My experience was that when the Gen Counsel made a statement regarding an issue, like duty hours (wasn't that a fun one), it is adhered to by all regional offices as the bible. An example would be after 9/11 when the sanctions handed down for P airspace violations went to 180 days, even for 1st time offenders who wandered in there unbeknownst to them, or ones who check ed the NOTAMS, but just were a little off course. The regional offices, who actually had to prosecute these really hated to do it, because they were the ones who dealt with the people face to face, and a lot of the guys had done it without harm or foul. But, the Gen counsel explicitly handed down that sanction mandate. As for precedential value, the only thing that matters if your case goes to trial is NTSB decisions and ALJ decisions. Gen Counsel statements on a particular matter are not binding unless they are an interpretation of an existing reg. As he is not the regulatory law creator, he can recommend, and the regs can then be changed. It's kind of like the ABA or Judicial College recommendig changes to the Fed. Evidenciary Rules. Until they are made into law, they have no binding effect. At the FAA, the process goes: informal conference, sanction handed out, appeal to ALJ, then to NTSB Board ct, then Fed District Court, etc.
 
Bobbysamd--Thanks!

Thank you for the words of encouragement! I love reading your posts all the time! Did I hear correctly that you are trying to get back into flying? Sweet! Good Luck!

Christopher
 
Re: Currency and logging time are different!!!!

legaleagle said:
As a future aviation attorney <snip>
IMC includes if you are VFR on top, because you have no reference to a "ground" horizon. Thus, you can log instrument time even though conditions in and around you are VMC.
Wow! As a future aviation attorney, you'd better check your sources a little better. The FAA definition of "the actual instrument conditions" necessary for logging instrument time is the one I quoted above. Perhaps you have another source that says that anytime you fly without a visible horizon, it's IMC. I know a lot of mountain pilots who would love to log some extra IMC when the go down a canyon in a tilted valley when the daytime weather is CAVU.
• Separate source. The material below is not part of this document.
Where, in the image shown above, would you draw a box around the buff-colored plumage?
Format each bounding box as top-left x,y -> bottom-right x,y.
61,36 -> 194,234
Flying on top of a cloud deck is perfectly legal VFR for a non-instrument rated pilot, and every pilot who has done so can tell you that you don't need instruments to remain upright. It can be done quite easily without looking at the instruments any more than top cross-check them as you would during a severe clear flight.
 
Legaleagle,

One may log instrument time any time one is conducting flight by reference to instruments, in actual or simulated instrument conditions.

One need not be in IMC, which by definition involves instrument meteorological conditions. Flight over an unlighted landscape on a moonless night, flight between cloud layers with no discernable horizon, etc, all enable one to log instrument time even though one is VFR or VMC.

Further, one may log instrument time under simulated instrument conditions. Simulated instrument flight is equal in significance to actual instrument conditions, with respect to logging, and currency both.
 
Sigh...Avbug, I'm not sure why you're getting so upset over this. I'm not trying to be snide here. At your request, I went back and reread the entire thread, which will be the 4th time for me. midlifeflyer had a good post that seemed to sum everything up well, and here's an excerpt from the end of it...

The camp that says that the legal counsel didn't mean all the way in IMC (call them the "Rule of Reason" school) are essentially saying that "How much" is one of those undefined terms. Not everything is susceptible to precise definition. Try to thing of all of the scenarios and come out with a rule that covers every probably (let alone possible) approach scenario. How many pages did you use?

When Part 61 was revised in 1997, there was a proposal to write the rule so that, in order to count, approaches had to be flown to MDA or DA to count. They got a lot of comments, including one that said,

"One commenter suggests revising the definition to permit the pilot to terminate the approach prior to DH or MDA for safety reasons. Another commenter proposes to define "instrument approach" as " * * * an approach procedure defined in part 97 and conducted in accordance with that procedure or as directed by ATC to a point beyond an initial approach fix defined for that procedure." The commenter explains that this definition would allow for logging instrument approaches that require some portion of the published approach procedure to be followed in order for the pilot to establish visual references to the runway"

The FAA decided against the new requirement.


The emphasis by the bolded parts were placed there by me, and are the areas that seem contradictory to what you said. This is what's been making me unsure.

Anyway, I'll leave you alone from now on. Sorry to bother you with my question.
 
Avbug you are entirely right

I was in a hurry as I work in a law office right now. Had to write quickly. Anyway, when I said no reference to the horizon, my mind was thinking solely by reference to the instruments, which includes above a solid cloud deck, or even in intermittent clouds tha obscure the horizon, even if they allow you to see the ground below you from time to time. You can of course also log simulated time eith flight under a hood even in CAVU without clouds. Particularly with all of the time builders out there who are using safety pilots, the ability to log simulated time under the hood is very important. I appreciate your constructive help and correction to my earlier post.
 
Those comments do not carry the weight of the legal interpretation as already presented, which does address the matter clearly.